Manhattan’s answer to Brooklyn Bridge Park is Hudson River Park, on the West Side. The West Side had two great esplanades – that built by Moses in Riverside Park, and Battery Park City’s, begun in the 1980s. I know that Battery Park City has its detractors (I’m not one of them), yet do I remember how everyone was thrilled by that first stretch of its esplanade, south from the World Financial Center Plaza to South Cove Park, when it opened in the 1980s. Soon thereafter, the waterfront parks of Battery Park City were extended to the south, as Wagner Park, and to the north, as Rockefeller Park. Rockefeller Park shall continue northward into Hudson River Park. The idea is that, eventually, Hudson River Park will extend all the way to Riverside Park.


The recently completed Greenwich Village part of Hudson River Park is proving a smashing success as the first part of Hudson River Park to emerge from a provisional to a final form. Three newly built piers jut impressively outward at Christopher Street, Perry Street, and Horatio Street, perpendicular to a continuous landscaped esplanade fronting a lawn that rolls back from the riverfront.


In the 1970s, the urbanist William H. Whyte made influential studies of what attracts people to – and repels them from – public spaces. We see his recommendations embodied in the redesigned Bryant Park, in such features as handsome landscaping that clearly demarcates the space yet doesn’t divorce it from its surrounding streets; provision of kempt restrooms and places to get something to eat or drink; movable, as opposed to fixed, seating; and lawn. Such places succeed, Whyte said, because in cities, people are attracted to other people.


The Village piers embody many of the Whyte precepts. I would list the features of a successful waterfront space as involving not merely an outlook upon the water but as intimate a relation to the water as possible; provision of shade; lawns suited to sunbathing; gustatory and rest-room amenities; interesting or beautiful design elements; views out across the water and even inland; and proximity to interesting or beautiful neighborhoods. All such features may help to draw people: people who may wish solitary watery contemplation; people who may wish to watch other people; groups enjoying a picnic; trysting couples; families with frolicking toddlers – all in equal measure, accommodated in equal comfort.

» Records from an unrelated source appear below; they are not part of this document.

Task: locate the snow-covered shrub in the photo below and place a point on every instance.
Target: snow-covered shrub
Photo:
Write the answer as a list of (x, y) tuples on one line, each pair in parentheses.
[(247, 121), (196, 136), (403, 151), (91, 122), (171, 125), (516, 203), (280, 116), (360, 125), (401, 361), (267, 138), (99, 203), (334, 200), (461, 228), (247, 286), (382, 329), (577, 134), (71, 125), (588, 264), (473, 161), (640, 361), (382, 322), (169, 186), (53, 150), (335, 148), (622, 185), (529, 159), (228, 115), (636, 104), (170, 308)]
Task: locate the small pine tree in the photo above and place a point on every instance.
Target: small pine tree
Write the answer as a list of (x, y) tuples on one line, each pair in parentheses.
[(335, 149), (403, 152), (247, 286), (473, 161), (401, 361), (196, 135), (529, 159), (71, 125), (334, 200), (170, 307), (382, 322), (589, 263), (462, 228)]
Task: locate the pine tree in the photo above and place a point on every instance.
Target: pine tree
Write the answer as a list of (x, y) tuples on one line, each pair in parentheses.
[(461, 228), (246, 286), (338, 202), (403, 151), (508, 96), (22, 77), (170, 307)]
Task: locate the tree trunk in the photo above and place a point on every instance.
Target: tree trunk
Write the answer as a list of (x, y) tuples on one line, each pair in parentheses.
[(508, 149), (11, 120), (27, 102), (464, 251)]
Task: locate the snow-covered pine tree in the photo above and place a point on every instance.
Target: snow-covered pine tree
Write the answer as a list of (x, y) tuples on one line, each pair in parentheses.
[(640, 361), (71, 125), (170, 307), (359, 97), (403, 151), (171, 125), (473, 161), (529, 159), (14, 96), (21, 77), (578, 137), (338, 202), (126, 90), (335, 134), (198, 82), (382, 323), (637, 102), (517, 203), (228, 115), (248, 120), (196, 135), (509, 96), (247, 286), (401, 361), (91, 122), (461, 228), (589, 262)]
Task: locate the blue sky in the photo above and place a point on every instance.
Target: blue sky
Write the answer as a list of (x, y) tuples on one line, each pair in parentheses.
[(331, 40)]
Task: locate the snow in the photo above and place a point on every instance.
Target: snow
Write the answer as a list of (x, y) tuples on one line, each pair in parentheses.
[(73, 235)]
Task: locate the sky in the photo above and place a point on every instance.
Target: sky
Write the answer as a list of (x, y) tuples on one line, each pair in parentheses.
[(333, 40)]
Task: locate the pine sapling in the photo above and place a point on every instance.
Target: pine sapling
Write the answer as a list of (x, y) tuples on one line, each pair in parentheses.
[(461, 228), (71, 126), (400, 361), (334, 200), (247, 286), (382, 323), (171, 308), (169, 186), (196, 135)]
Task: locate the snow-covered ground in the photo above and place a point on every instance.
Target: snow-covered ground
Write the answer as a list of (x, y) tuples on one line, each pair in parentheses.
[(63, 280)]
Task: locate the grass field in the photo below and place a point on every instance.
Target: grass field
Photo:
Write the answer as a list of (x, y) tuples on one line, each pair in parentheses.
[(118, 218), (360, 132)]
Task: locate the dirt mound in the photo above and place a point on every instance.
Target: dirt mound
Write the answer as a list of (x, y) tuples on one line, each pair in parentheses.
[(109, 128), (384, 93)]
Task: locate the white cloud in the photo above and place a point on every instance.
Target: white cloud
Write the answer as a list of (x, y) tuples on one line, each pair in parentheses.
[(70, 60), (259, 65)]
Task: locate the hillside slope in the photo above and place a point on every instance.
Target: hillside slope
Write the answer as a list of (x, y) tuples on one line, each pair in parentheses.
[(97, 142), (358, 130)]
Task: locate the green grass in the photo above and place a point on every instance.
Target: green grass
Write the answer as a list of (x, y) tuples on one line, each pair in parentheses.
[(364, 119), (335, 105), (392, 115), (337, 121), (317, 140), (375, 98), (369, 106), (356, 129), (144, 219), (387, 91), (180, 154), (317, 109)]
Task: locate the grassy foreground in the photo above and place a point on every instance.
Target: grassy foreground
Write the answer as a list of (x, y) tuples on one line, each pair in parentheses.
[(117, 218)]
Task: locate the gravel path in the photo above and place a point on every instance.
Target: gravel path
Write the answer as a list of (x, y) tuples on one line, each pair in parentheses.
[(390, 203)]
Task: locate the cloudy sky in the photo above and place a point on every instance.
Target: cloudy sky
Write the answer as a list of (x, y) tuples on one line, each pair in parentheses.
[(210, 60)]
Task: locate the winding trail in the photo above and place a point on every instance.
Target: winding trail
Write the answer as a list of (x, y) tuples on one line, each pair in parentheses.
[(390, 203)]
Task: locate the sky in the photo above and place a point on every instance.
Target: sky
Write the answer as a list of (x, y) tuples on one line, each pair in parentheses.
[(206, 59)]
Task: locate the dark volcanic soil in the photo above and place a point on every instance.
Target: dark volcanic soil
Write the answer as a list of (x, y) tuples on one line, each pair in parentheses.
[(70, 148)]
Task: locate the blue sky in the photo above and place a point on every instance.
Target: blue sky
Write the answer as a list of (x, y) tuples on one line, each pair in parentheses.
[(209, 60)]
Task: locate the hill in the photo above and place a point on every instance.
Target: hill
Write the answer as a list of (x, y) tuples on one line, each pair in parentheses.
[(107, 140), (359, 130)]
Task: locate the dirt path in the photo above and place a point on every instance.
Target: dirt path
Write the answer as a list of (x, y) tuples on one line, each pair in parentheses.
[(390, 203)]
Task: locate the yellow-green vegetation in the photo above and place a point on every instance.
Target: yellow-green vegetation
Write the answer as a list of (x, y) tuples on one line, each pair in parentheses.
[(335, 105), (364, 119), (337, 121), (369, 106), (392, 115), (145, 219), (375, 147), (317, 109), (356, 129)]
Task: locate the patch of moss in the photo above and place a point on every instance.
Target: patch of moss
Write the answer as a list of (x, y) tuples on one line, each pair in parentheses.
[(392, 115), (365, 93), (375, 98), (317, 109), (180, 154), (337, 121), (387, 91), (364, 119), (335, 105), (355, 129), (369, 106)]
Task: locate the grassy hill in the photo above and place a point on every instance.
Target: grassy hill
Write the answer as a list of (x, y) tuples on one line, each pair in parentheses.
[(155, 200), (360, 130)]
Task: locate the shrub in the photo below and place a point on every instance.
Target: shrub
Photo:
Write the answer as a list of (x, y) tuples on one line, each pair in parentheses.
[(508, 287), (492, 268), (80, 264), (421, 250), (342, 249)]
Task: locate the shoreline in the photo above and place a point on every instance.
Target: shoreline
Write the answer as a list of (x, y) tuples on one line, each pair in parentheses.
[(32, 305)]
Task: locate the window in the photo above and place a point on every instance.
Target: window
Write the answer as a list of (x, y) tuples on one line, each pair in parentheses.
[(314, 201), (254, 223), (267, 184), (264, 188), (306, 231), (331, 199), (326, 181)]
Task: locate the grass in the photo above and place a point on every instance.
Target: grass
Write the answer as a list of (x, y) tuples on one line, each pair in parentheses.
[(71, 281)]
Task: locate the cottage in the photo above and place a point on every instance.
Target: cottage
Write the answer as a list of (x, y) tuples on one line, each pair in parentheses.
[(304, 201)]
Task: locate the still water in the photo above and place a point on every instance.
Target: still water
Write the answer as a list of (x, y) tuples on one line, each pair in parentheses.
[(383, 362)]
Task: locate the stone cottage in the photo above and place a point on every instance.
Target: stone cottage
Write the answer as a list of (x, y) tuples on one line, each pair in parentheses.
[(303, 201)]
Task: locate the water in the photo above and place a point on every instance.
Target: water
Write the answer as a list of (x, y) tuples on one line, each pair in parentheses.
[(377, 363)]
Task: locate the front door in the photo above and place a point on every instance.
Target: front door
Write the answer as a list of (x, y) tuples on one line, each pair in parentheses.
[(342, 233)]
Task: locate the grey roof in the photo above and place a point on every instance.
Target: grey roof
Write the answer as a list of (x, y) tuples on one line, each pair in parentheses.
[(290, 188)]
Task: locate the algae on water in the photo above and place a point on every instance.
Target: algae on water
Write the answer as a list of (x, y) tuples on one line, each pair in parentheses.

And long piers are always nice. Christopher Street’s juts 800 feet (longer than the Woolworth Building is tall), and from its end it’s hard to imagine more magnificent Hudson vistas from Manhattan. The pier also has a central strip of lawn, sun tents, and movable chairs.


In the summertime, cities may come alive when such spaces beckon. And at long last, such spaces have become, as they shall increasingly become, a civilizing feature of the New York scene.